What I liked: Palestine broke a winless streak. It might be an unofficial and meaningless tournament but after failing to win in their last four- effectively ending their World Cup qualification hopes- this result was needed in order to stop a downward spiral. It was also good to see young players like Dawoud Iraqi, Mohammed Darwish, and Reebal Dahamshe make their debuts with the national team.
What I didn’t like: Palestine continued the trend of playing down to their opponents level. With the attacking ability of Sameh Maraba, Mahmoud Abu Warda, and Mohammed Darwish in the starting lineup, Palestine had an opportunity to play more proactively and positively. Instead we saw the redeployment of a failed tactic that led to Palestine playing poorly and losing to Yemen and Singapore.
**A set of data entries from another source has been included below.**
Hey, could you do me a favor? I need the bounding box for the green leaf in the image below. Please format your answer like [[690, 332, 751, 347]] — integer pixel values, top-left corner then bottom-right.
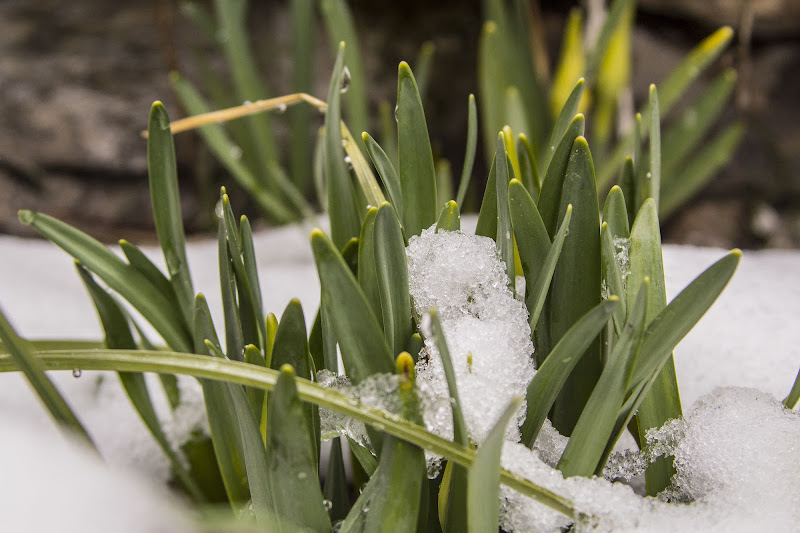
[[397, 61, 438, 237], [363, 132, 403, 215], [477, 21, 506, 161], [456, 94, 478, 207], [270, 299, 318, 461], [601, 223, 627, 337], [436, 201, 461, 232], [631, 250, 741, 391], [192, 296, 251, 506], [169, 74, 297, 222], [596, 27, 734, 187], [406, 332, 424, 364], [603, 185, 631, 240], [340, 436, 425, 533], [661, 69, 737, 179], [659, 122, 745, 218], [584, 0, 635, 77], [537, 114, 585, 237], [76, 264, 204, 501], [323, 437, 351, 522], [118, 240, 177, 305], [325, 42, 361, 249], [266, 365, 331, 531], [240, 216, 267, 351], [217, 215, 244, 360], [784, 367, 800, 410], [342, 124, 386, 211], [428, 309, 470, 533], [358, 208, 382, 325], [526, 204, 573, 335], [312, 229, 394, 384], [319, 0, 369, 145], [546, 137, 602, 435], [374, 203, 413, 357], [645, 85, 662, 210], [627, 199, 681, 494], [346, 435, 378, 477], [1, 350, 580, 519], [508, 179, 550, 306], [504, 90, 531, 166], [0, 307, 93, 447], [414, 41, 436, 98], [516, 134, 540, 203], [213, 0, 277, 180], [557, 281, 647, 478], [494, 134, 515, 291], [543, 78, 585, 173], [147, 102, 195, 326], [618, 157, 636, 224], [290, 0, 315, 193], [18, 210, 193, 353], [468, 397, 521, 533], [435, 159, 454, 208], [475, 154, 498, 239], [244, 344, 266, 422], [520, 298, 619, 448], [227, 381, 277, 529]]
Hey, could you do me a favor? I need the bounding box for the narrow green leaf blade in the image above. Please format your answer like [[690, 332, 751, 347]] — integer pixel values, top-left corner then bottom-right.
[[0, 307, 93, 446], [456, 94, 478, 207], [363, 132, 403, 215], [516, 134, 540, 203], [323, 437, 351, 522], [627, 199, 681, 495], [319, 0, 369, 143], [267, 365, 331, 531], [526, 205, 572, 334], [467, 397, 521, 533], [557, 282, 647, 478], [547, 137, 602, 435], [76, 264, 204, 501], [397, 62, 438, 237], [543, 78, 585, 173], [18, 210, 193, 352], [537, 114, 585, 237], [147, 102, 195, 327], [358, 208, 382, 326], [495, 135, 515, 290], [312, 229, 394, 384], [374, 203, 412, 357], [508, 179, 550, 306], [346, 435, 378, 477], [475, 154, 498, 239], [325, 42, 361, 249], [520, 298, 618, 447], [659, 122, 745, 218]]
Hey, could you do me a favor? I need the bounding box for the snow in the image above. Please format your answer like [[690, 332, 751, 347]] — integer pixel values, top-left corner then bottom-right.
[[0, 410, 193, 533], [1, 216, 800, 532], [499, 387, 800, 533], [407, 226, 536, 445]]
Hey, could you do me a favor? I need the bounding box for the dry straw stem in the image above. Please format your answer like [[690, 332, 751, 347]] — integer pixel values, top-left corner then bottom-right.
[[140, 92, 328, 138]]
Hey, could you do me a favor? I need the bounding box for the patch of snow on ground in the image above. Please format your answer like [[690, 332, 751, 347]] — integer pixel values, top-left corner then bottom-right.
[[0, 411, 193, 533]]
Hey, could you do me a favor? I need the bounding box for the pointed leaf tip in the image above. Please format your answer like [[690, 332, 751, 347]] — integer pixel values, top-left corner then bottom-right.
[[280, 364, 296, 377], [18, 210, 34, 225]]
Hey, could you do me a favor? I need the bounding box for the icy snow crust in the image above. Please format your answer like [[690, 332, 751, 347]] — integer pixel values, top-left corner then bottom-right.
[[500, 387, 800, 532], [2, 219, 800, 532], [406, 226, 537, 445]]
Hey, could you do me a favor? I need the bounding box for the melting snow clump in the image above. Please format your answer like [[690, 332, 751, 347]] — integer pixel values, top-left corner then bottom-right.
[[406, 226, 537, 445], [500, 386, 800, 532], [317, 370, 401, 451]]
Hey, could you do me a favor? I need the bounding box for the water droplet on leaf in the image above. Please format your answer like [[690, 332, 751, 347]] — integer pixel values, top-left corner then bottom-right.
[[72, 369, 82, 378]]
When the ball was successfully hoofed to Khaled Salem he showcased an uncanny ability to shoot wide, lose possession, and misplace passes. More often than not, Palestine weren’t winning possession- and Bangladesh could circumvent four players with one pass and launch a counter attack since the backline were stationed far too deep in relation to their teammates.
What was more frustrating was the fact that we did not get to see Palestine’s most gifted players strut their stuff. At no point did it seem that there was huge gulf in quality between Bangladesh and Palestine.
To put it simply, Al-Fida’i were able to win this game because of Bangladesh’s self inflicted errors not because of any positive passage of play or tactical instruction.
Plan for the future: I am all for handing a wider group of players experience but I fail to see the point in fielding players who are known quantities. Sameh Maraaba, Khaled Salem, and Toufic Ali had 99 caps between them coming into this match. Each player has played over 30 times for the national team and we didn’t learn anything new about them. Toufic Ali (30) is wildly inconsistent and has obviously neglected training during the winter break. Sameh Maraaba (27) is a good player who will feast on Asia’s weaker teams. Khaled Salem (30) is not cut out for international football and despite his strength and speed he makes way too many mistakes.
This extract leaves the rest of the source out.